I figli sono davvero tutti uguali? In Italia, per il momento, ancora no. E nonostante l'orgoglio del premier Enrico Letta che il 12 luglio scorso aveva salutato con entusiasmo il via libera al provvedimento che abolisce la distinzione tra eredi legittimi e naturali ("Finisce una discriminazione che in tutta la storia del nostro Paese ha accompagnato drammi umani veri e propri... Da oggi esistono solo figli senza aggettivi"), la strada per un reale parità dei diritti di tutti i bambini appare ancora lunga e irta di insidie.

Certo, la presenza nella squadra di Governo del ministro per l'integrazione Cécile Kyenge, che ha assunto formalmente la presidenza della Commissione per le adozioni internazionali, avrebbe fatto immaginare qualche passo avanti ulteriore e più deciso.

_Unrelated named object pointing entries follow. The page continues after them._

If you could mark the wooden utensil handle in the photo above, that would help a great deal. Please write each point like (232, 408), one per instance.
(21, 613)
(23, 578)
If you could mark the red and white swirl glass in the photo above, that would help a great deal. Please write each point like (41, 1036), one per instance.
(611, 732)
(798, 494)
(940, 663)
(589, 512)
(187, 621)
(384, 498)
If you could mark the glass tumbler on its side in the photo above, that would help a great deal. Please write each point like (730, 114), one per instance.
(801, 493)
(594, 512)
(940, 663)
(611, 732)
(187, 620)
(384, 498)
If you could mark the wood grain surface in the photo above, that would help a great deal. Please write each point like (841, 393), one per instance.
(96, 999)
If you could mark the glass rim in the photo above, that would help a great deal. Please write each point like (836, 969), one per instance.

Soprattutto alla luce del fatto che, vera pecora nera d'Europa, l'Italia non ha ancora ratificato la Convenzione dell'Aja del 1996 (17 anni fa...) sulla protezione dei minori.

L'uguaglianza è un diritto fondamentale ma come si fa a sbandierarla quando ancora nel nostro Paese non è stato fatto nulla per le adozioni dei bambini dell'Islam, figli abbandonati che non possono essere accolti da famiglie residenti in Italia? Non c'è più nemmeno la giustificazione di un Governo piegato ai diktat della Lega Nord, principale ostacolo alla ratifica sulla base del "convincimento" che la kafala, la più alta forma di tutela dell'infanzia nei Paesi dell'Islam che non riconoscono l'adozione ma garantiscono una protezione sostitutiva per gli orfani derivata dal diritto commerciale, fosse in qualche modo contraria al nostro ordinamento giuridico. 

 

 

Esistono dunque bambini abbandonati dei Paesi islamici che non possono essere accolti da famiglie residenti in Italia. E ci sono tanti bambini che non possono neanche entrare nel territorio italiano pur essendo affettivamente e legalmente uniti, grazie ad un provvedimento di kafala, a coppie residenti in Italia di nazionalità mista, di cui almeno una persona è originaria del Paese di origine del minore. 

 

Come spiega Marco Griffini, presidente Ai.Bi.: «Spero che il nostro Stato confermi la propria attenzione al riconoscimento dei diritti dell’infanzia in maniera scevra da qualunque discriminazione e promuova, quindi, la creazione di uno spazio europeo – e non solo – in cui le decisioni sui minori vengano rispettate uniformemente e al di sopra della legislazione dei singoli Stati».